Exactly!
How do you define your \mu?
In the theorem I stated, \mu_i is the lagrange multiplier corresponding to the i^\mathrm{th} inequality constraint. You typically don’t deal with it explicitly; rather it is handled by the quadratic optimizer under the hood.
Here is a toy example to illustrate my point.
The goal is to minimize F(x) = x_1^2 + x_2^2 + x_1
subject to h(x) = 1 - x_1 = 0
and g(x) = x_1 - x_2 - \psi \le 0
In this example, \psi can be interpreted as a model parameter.
We can work this out analytically. From the equality constraint, x_1 = 1. We then minimize F(x) my making x_2 as close to 0 as possible subject to x_2 \ge 1 - \psi. There are two cases.
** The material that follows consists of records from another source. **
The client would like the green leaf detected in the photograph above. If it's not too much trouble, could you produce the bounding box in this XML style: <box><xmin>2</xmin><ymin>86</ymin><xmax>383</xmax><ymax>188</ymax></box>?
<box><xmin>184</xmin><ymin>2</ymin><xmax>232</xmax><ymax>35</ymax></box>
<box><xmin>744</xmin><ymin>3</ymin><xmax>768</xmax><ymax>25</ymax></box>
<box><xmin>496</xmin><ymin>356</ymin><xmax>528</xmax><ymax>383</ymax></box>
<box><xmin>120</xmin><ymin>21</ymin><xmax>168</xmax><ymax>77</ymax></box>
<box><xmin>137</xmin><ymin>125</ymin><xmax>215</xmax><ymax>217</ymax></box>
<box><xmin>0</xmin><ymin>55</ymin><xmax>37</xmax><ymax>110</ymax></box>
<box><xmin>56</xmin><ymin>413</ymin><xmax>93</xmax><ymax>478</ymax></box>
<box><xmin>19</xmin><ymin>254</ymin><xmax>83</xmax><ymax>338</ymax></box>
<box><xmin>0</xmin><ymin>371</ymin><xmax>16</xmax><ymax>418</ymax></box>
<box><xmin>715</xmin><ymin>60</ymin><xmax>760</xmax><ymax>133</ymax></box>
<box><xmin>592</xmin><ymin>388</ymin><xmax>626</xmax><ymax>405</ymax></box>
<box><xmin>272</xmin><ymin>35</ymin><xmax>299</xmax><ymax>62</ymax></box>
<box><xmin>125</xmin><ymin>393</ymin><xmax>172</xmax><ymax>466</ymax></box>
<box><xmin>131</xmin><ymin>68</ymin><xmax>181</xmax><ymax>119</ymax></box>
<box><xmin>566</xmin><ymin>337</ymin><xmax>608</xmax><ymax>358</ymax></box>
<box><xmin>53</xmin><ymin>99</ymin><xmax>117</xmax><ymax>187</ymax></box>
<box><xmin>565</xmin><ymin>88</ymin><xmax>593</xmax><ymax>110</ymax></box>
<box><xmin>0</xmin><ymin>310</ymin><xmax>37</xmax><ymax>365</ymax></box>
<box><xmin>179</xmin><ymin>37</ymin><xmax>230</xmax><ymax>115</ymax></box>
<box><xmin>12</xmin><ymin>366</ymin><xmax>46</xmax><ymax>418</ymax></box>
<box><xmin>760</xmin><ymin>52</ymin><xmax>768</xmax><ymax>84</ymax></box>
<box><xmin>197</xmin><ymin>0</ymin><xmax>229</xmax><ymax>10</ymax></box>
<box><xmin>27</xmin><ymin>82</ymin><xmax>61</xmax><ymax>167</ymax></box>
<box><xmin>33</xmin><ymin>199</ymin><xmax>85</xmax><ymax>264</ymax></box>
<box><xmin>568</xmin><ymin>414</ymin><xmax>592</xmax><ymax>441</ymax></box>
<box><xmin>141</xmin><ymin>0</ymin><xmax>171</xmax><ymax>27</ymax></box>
Case 1: \psi > 1, then x_2 = 0, and the inequality constraint does not matter.
Case 2: \psi \le 1, then x_2 = 1 - \psi.
Let’s now differentiate the solution, x, with respect to \psi. \mathrm d x_1 / \mathrm d \psi = 0. For x_2 we have
\begin{eqnarray*}
\mathrm d x_2 / \mathrm d \psi & = & 0, \ \ \psi > 1 \\
& = & -1, \ \ \psi < 1 \\
& = & \mathrm{does \ not \ exist \ at} \ \psi = 1
\end{eqnarray*}
You would get the derivative if as you approached the boundary \psi = 1, the derivative of x_2 went to 0. This is what the theorem tells you, but as far as I can tell, this is a difficult condition to enforce – and things get more intricate when you have multiple constraints.
Now here’s the solution using the Lagrangian multipliers. We start by introducing the Lagrangian
\mathcal L(x, \omega, \mu) = F(x) + \omega h(x) + \mu g(x)
and solve for stationarity
\nabla_{x, \omega, \mu} \mathcal L = 0
So instead of solving for x, you solve for the augmented variable \tilde u = (x, \omega, \mu). You have some additional constraints: (i) primal feasibility, g(\tilde u) \le 0 and complementary slackness \mu g(\tilde u) = 0. Plug in the analytical solutions, and you’ll find that they work.
Now the equation f := \nabla \mathcal L = 0 gives you an implicit function theorem for the derivatives, namely \mathrm d \tilde u / \mathrm d \psi = - [\partial f / \partial \tilde u]^{-1} \partial f / \partial \psi. This is the term you need to control at the boundary. I hope this sheds some light, even though I omitted several steps.